Galea-Lauri J., Farzaneh F., Gäken J.
One of the major goals of cancer immunotherapy is the induction of tumour-specific T-lymphocyte responses that will be effective in the rejection of established tumours. The prospects for such therapy rely on the identification of tumour antigens, and although there is persuasive evidence for the presence of such antigens,1,2 the occurrence of the disease does illustrate that the immune system is at least, on some occasions, unable to recognise and destroy these targets.
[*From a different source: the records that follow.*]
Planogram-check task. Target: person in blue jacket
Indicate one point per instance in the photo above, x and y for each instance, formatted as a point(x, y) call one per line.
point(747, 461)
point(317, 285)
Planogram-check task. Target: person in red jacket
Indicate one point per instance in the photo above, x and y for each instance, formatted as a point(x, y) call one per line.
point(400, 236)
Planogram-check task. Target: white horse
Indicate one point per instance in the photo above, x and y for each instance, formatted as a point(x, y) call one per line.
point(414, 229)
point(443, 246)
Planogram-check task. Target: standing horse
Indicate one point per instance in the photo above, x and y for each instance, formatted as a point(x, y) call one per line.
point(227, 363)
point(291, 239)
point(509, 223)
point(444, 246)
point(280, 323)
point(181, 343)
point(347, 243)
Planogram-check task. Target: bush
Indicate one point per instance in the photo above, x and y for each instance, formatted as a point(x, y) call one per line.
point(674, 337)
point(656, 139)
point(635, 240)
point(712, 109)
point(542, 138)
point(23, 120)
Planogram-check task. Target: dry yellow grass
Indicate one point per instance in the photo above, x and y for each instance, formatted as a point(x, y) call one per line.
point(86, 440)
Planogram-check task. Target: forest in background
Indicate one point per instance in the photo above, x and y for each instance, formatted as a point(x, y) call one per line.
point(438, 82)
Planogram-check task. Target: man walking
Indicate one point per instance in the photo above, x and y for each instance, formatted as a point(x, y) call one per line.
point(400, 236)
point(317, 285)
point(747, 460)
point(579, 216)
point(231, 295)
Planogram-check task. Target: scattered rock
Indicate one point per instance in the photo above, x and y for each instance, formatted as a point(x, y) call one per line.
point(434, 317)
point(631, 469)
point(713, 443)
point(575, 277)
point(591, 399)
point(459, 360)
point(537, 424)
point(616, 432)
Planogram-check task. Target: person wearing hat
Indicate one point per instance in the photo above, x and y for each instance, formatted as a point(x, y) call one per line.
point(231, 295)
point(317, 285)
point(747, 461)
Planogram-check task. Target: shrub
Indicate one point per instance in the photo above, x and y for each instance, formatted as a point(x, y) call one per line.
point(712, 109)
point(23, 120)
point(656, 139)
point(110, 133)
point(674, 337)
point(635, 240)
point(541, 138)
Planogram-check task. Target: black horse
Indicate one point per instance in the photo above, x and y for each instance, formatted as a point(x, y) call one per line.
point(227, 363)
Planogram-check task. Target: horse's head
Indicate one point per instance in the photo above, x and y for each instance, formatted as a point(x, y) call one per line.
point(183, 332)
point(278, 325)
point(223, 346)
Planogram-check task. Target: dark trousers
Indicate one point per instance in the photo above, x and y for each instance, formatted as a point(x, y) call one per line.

Tumour antigens may be novel proteins (from genetic lesions or viral infections), modified existing antigens (eg, abnormally glycosylated cell surface proteins), or inappropriately expressed normal gene products (eg, CA125, carcinoembryonic antigen, and alpha-fetoprotein).1 Involvement of the immune system in the normal surveillance and suppression of cancer is further suggested by the increased incidence of tumours in immunocompromised patients.3 However, recent evidence has shown that, at least in model systems, cancer cells can be modulated in such a way that they stimulate cells of the immune system to recognise and destroy these malignant cells. This review summarizes the costimulatory molecules involved in the activation of such cells, the principles and mechanisms underlying their activation, and how such knowledge can be used to persuade the immune system to challenge cancer.